<< 番外編 >>

  〜 春に桜が約束した日

 

 

日が傾き始め、今日もお友達とさようならの時間。

いつも仲の良い幼馴染の春華と桜華の二人は、母親が迎えに来てもえーといって、中々帰ろうとしないほど、仲が良かった。

幼稚園でも、いつも一緒、食べる席もお昼寝する場所も隣で、本当の姉妹みたいに一緒が好きだった。

そんな二人は両親に内緒で、少し離れた場所の川辺にやってきた。

今の時期、桜が満開で綺麗なのだ。

「行こうよ、はーちゃん。とっても、綺麗なんだよ。」

と、桜華は春華をさそう。

昨日、車で出かけたときにそこを通り、とても綺麗だったので、春華と一緒に見たいと言うのだ。

「うん、わかった。行こう、おーかちゃん。」

そういって、仲良く手をつないで、川辺へ歩いていった。小さな冒険のような、遠足のような気分。

今だったら、なんだってできそうだという勢いだった。

そんな感じで、行きは無事に、目的地へと行けた二人。

「わぁ、すごーい。」

春華は興奮してぴょんぴょん跳ねて、落ちている桜の花をたくさん拾いました。

桜華もたくさん拾いました。

 

 

しばらくはしゃいで、二人は一番大きな桜の木の根元で腰を下ろして、空を見上げていました。

「ねぇ、はーちゃん。」

「何、おーかちゃん。

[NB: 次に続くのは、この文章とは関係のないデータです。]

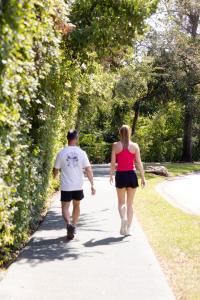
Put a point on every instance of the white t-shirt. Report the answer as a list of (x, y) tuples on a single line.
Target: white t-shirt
[(71, 160)]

」

話しかけてきた桜華の方に顔を向けて、首をかしげながら答えを待つ春華。

「おーかとはーちゃんとは、ずっと、一緒だよね。ずっと、友達だよね?」

「うん、ずっとずっと、ずっと一緒。ずっと、友達だよ。」

春華はにっこりと答えて、じゃぁ、約束しようと、桜華は小指を前に出しました。

「指きりげんまんだよ。」

「うん。」

そういって、二人は小指と小指をかけて、指切りをしました。

「はーちゃん、約束だよ。」

うん、約束。おうちゃんの約束絶対守る。はるか、約束破らないよ。」

「絶対、約束。ずっと一緒にいようね。ずっと友達だよ。結婚しても、おばあちゃんになってもずっと。」

「うん、約束。いなくなっても、絶対、戻ってくるから。ずっと友達だよ。」

「約束、守らないと駄目だからね。ゆびきりげんまん。」

「嘘ついたらはりせんぼんのーます!」

「ゆびきった!」

と、二人は笑いながら、約束を交わした。

これから先も一緒にいられるようにとお願いをして。魔法の呪文をかけて、桜に約束の立会人をしてもらった。

 

春ののどかなある日、二人の仲の良い子供たちが楽しく笑みを見せながら、約束を交わした。

長い間、いろいろなものを見てきた桜の木が、二人を見守りながら、約束を見届けた。

 

 

 

 

「会いに行くから。会いに、戻るから・・・。それまでまっていて・・・。」

 

春華は仲直りが出来た後、ここに訪れた。誰にも姿を見られることなく。

階段を上った後、神様に最後だと、ここへ連れて来てくれた。

約束を守るなら、手助けをすると、いってくれた。

だから、春華は約束を守るために、戻るのだ。

大切な友人のもとへ、帰るのだ。

 

 

大切な思い出を・・・大切な人の思いを・・・守りたいから・・・。